16. A pharmaceutical composition comprising a therapeutically effective dose of the compound according to any one of claims 1 to 13, a stereoisomer thereof or a pharmaceutically acceptable salt thereof and one or more pharmaceutically acceptable carriers or excipients.
17. Use of the compound according to any one of claims 1 to 13, a stereoisomer thereof or a pharmaceutically acceptable salt thereof, or the pharmaceutical composition according to claim 16 in the preparation of a CD73 inhibitor medicine.

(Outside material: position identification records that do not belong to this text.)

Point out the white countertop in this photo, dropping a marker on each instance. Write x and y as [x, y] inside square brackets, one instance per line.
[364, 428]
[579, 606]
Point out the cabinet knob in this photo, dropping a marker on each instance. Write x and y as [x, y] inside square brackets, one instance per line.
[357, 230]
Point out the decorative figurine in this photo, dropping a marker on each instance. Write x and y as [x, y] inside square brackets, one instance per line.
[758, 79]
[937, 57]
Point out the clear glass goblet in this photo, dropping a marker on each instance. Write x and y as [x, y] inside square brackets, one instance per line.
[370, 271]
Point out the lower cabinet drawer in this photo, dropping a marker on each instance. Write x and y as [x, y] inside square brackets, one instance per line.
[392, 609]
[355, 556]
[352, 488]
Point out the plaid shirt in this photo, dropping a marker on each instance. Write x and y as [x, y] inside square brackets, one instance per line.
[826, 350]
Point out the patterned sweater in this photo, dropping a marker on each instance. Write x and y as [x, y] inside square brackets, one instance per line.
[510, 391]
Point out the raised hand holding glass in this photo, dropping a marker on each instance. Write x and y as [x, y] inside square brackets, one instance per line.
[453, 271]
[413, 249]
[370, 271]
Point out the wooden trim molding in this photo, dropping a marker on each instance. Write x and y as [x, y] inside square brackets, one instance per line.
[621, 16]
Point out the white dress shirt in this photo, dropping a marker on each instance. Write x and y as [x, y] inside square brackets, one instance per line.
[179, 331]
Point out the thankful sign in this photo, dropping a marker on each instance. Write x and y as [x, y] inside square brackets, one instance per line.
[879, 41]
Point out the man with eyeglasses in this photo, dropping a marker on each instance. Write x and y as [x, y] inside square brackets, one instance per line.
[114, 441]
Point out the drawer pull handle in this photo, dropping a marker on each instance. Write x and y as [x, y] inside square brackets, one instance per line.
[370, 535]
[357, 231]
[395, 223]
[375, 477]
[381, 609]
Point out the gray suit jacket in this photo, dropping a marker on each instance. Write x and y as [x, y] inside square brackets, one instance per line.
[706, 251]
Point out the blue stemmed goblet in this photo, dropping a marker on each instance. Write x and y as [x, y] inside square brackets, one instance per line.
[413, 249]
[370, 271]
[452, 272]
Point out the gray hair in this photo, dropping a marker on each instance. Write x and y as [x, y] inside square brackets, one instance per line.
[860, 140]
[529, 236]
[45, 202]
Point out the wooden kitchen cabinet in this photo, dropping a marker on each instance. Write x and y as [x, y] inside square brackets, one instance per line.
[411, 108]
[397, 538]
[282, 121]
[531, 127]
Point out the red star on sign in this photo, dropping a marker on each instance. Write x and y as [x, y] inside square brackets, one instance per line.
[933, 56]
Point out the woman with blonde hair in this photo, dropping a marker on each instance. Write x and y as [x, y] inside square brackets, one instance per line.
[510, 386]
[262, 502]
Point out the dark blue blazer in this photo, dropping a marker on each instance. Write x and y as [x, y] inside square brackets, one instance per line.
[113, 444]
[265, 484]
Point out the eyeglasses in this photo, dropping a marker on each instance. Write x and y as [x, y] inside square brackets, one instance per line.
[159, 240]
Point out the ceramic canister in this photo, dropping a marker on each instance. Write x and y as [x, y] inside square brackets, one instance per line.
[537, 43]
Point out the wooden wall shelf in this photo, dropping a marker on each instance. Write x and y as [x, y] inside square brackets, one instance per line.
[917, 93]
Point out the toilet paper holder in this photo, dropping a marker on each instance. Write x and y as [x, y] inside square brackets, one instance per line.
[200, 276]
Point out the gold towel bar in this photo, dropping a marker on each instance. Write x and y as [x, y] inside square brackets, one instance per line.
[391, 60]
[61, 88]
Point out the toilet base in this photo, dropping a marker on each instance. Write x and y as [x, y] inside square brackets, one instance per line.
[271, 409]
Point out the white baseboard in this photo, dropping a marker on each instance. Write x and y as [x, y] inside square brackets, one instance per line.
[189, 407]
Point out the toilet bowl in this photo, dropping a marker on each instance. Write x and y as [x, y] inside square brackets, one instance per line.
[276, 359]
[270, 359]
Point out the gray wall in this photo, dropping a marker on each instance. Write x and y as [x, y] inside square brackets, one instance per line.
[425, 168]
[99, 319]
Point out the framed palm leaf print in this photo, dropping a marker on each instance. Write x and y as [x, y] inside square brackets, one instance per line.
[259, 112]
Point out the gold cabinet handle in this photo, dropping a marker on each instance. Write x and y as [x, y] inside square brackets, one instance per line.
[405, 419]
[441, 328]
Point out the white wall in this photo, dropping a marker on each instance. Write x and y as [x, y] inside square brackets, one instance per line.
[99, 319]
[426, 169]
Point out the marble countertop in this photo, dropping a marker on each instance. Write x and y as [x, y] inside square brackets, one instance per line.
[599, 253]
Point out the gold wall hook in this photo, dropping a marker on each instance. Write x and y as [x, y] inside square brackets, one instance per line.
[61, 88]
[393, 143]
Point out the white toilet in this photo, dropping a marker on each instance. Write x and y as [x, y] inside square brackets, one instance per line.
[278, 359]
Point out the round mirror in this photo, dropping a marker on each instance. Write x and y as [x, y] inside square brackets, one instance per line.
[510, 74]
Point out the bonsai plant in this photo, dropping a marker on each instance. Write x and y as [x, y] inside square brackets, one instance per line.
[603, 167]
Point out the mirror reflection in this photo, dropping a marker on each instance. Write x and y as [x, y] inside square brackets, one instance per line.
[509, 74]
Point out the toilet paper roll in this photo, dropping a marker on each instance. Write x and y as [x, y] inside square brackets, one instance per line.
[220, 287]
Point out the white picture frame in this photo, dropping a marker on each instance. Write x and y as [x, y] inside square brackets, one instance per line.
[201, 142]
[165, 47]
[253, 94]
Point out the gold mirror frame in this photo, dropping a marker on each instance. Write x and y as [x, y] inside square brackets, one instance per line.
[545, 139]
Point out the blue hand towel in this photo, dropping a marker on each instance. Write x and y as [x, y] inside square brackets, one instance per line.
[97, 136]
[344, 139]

18. Use of the compound according to any one of claims 1 to 13, a stereoisomer thereof or a pharmaceutically acceptable salt thereof, or the pharmaceutical composition according to claim 16, in the preparation of a medicament for treating cancer, preferably, The cancer is selected from the group consisting of colorectal cancer, bladder cancer, gastric cancer, thyroid cancer, esophageal cancer, head and neck cancer, brain cancer, glioblastoma, hepatocellular carcinoma, lung cancer, melanoma, myeloma, pancreatic cancer, renal cell carcinoma, Cervical cancer, urothelial cancer, prostate cancer, ovarian cancer, breast cancer, leukemia or lymphoma.